The phone is her lifeline. She stayed in contact with brothers and sisters, making frequent trips to Quebec City and Halifax to be with her siblings while they were well, and while they were dying. In 2011, she said good-bye to her youngest sister and the last of her immediate family. The extended family has adopted her as their mother. She gets calls, emails and letters from her nephews, nieces, their children and a wide circle of younger women she has mothered and mentored through the years. She is central to the new church community she joined, attending Bible study and church every week.

She has a youthful attitude towards life and it gives her great delight to tell people her age and have them respond in shock, “You can’t be 90! You look 70!” Wherever she goes, everyone treats her like royalty – care-givers bring her gifts, doctors make house calls, her hairdresser fusses over her like a son.

Her self-styled mental health program includes two Scrabble games with a friend every week – each usually wins one game.
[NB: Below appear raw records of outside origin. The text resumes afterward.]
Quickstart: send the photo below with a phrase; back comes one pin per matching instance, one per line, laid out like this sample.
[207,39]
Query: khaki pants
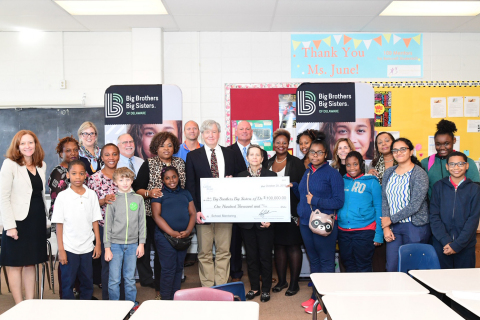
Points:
[221,234]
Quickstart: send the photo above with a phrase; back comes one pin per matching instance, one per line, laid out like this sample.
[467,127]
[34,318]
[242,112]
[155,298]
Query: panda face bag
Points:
[320,223]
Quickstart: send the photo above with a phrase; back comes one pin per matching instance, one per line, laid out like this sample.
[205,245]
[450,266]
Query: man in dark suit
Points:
[211,161]
[244,134]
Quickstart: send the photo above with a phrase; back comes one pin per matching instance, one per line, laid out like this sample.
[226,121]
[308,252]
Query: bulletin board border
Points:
[229,86]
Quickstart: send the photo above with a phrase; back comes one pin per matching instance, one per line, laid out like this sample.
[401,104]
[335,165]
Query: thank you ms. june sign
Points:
[326,102]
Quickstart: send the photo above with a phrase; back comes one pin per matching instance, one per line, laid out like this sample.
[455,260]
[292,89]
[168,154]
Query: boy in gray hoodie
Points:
[124,235]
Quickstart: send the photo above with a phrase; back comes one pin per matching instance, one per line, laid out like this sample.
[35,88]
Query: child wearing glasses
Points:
[436,164]
[454,214]
[404,202]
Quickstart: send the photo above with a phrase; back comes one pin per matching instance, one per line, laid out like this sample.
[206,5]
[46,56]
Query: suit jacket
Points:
[265,173]
[239,157]
[198,167]
[16,191]
[295,170]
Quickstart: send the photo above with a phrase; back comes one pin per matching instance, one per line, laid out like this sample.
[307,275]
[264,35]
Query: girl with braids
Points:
[324,192]
[342,147]
[304,140]
[436,165]
[404,202]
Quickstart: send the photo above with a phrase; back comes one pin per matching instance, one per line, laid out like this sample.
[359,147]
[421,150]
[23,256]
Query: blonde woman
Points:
[89,152]
[342,147]
[23,211]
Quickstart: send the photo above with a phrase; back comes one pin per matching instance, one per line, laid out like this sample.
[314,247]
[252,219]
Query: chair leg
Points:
[51,283]
[42,284]
[6,279]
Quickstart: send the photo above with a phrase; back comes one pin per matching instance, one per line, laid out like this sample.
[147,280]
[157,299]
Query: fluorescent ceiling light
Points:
[114,7]
[432,8]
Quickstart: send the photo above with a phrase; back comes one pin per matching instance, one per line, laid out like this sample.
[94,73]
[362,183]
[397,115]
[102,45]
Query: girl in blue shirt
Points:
[359,223]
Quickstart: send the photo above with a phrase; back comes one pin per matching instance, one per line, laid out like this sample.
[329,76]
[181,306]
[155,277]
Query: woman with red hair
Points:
[23,212]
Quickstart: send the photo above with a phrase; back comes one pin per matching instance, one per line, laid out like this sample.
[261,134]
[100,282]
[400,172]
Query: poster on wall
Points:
[262,133]
[138,110]
[287,107]
[383,108]
[342,110]
[366,55]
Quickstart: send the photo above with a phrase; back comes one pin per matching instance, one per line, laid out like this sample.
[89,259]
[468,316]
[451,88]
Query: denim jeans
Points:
[320,250]
[356,249]
[78,265]
[171,261]
[124,258]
She is a very competitive player with the rest of us and delights in beating the younger crowd. Several years ago my sisters, Mom and I created The Heart and Soul Millionaires. We meet periodically to witness changes in our lives and champion or challenge each other on our projects. The rhythm of those meetings has created a deeper and expanded connection; they always include both tears and belly laughs.

Her experience as Secretary-Treasurer of the Quebec Protestant School Board is now activated as the business manager for my sister’s business. She has always kept her own financial records and still has ledgers from the motel days, showing what she spent to send me to boarding school in the early days of her widowhood. Her finances are always current, and her daily records are tallied to create an annual picture for the next year’s planning. She has pre-paid her funeral expenses so she won’t be a burden to the family.

What she would say about herself is that she is resilient through her faith. What anyone who meets her would say is, Violet is a woman of grace, style and a role model of creative self-responsibility. Writing her story shifted my focus from the old wound of losing my father at a young age to celebrating the woman who has been my cheerleader and friend for my whole life. For everyone who meets her, Violet is an oasis of peace, joy and love in a turbulent world.